“Seagull’s View” 20×20, oil on canvas Buy Now

“The lessons you are meant to learn are in your work. To see them, you need only look at the work clearly– without judgement, without need or fear, without wishes or hopes. Without emotional expectations. Ask your work what it needs, not what you need. Then set aside your fears and listen, the way a good parent listens to a child.” Chapter 3, Art and Fear

When I go for a run, I mentally break it down into half mile segments. Six miles become three sets of two segments. I try to focus only on the segment I’m currently on and, if I’m on a treadmill, increase the speed on the next “segment.” Instead of saying, nine more minutes, I say, only two more segments. It gives me a ridiculous amount of comfort. Breaking things down into smaller tasks has always been my way of managing what is overwhelming.

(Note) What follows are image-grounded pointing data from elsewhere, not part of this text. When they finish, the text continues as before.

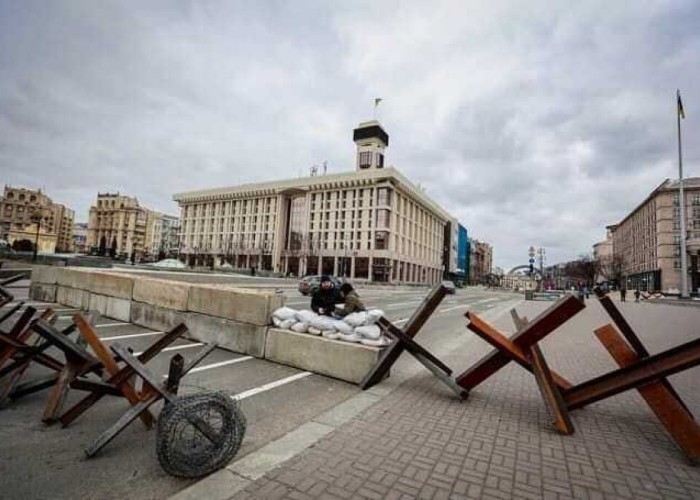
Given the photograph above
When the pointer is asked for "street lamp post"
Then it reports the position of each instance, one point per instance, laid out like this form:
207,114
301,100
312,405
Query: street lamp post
36,217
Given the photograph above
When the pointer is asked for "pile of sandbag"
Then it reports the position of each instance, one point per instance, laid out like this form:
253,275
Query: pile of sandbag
355,327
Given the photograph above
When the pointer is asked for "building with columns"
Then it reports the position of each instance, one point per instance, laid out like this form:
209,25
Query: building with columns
647,241
119,222
370,224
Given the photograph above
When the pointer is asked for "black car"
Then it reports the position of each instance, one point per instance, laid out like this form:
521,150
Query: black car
309,284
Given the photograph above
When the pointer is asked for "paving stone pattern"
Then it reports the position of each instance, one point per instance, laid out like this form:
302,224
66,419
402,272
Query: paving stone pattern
420,442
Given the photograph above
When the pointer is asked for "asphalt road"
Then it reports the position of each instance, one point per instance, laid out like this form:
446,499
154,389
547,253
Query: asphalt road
39,461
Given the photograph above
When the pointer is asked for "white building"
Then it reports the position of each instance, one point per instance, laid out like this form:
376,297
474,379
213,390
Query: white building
370,224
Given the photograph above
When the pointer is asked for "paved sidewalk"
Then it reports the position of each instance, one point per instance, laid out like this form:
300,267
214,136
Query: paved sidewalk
420,442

I realized today that mentally I’ve been breaking down this month’s daily painting into segments too. 30+ paintings feels like a lot. So I’ve created segments– I only have to do fifteen. Every painting has two iterations– a small, brush version and then a larger palette knife version where I try to distort a little more, subtract what isn’t useful and emphasize what is particularly captivating. Even though it’s the same number of paintings, it feels like I’ve cut my work load in half. And I’m all about the feels.

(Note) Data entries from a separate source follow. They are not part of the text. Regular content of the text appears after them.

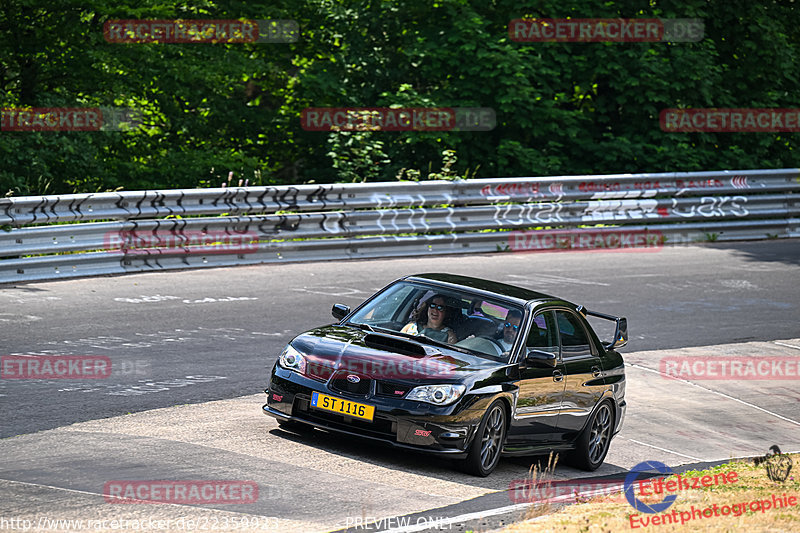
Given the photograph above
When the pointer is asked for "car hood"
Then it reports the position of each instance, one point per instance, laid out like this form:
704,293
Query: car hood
384,356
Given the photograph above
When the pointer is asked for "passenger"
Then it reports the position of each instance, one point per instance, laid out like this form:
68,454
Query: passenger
510,329
430,319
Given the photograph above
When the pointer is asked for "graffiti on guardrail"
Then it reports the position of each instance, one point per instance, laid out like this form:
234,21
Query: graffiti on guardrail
182,242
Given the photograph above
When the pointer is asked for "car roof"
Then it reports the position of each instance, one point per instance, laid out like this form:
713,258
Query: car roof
494,287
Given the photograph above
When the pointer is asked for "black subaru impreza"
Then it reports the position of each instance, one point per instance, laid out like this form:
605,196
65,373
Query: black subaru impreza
458,366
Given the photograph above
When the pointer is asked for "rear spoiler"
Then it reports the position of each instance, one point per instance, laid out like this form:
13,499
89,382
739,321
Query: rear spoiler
621,332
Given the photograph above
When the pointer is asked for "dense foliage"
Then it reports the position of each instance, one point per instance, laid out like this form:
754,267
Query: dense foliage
562,108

The last section of Chapter 3 of Art and Fear is about expectations– namely, the danger of drifting into fantasy. Expectations, the book argues, should be based on the work itself: “What you need to know about the next piece is contained in the last piece.”

I’ve unintentionally taken this quite literally so far. Today’s painting is based on yesterday’s, completing segment five in the month’s challenge. I’ve removed the seagull from the composition, but I like to think she is still there, that the entire image, this time, is from her perspective.

When I started this August 31 in 31, I asked people to join in by doing one task each day for the entire month and sharing their results. Two participants are working on cleaning up, clearing out physical spaces.  It’s amazing what their work has revealed– that sorting through messes was really about learning to live with them or that decluttering was not only an opportunity to throw away unused and unneeded things, but also limiting self talk and wasteful fear.

I’m convinced that doing is a prerequisite to learning, action an invitation to insight, and 31 days just a random number that makes a world of difference (even if I have to break it down into fifteen parts of two segments + one bonus).

I’m trying to learn from my friends– to put aside fears, grandiose expectations, ego and just listen to the work. What do you need? Where are we going tomorrow based on where we’ve been today?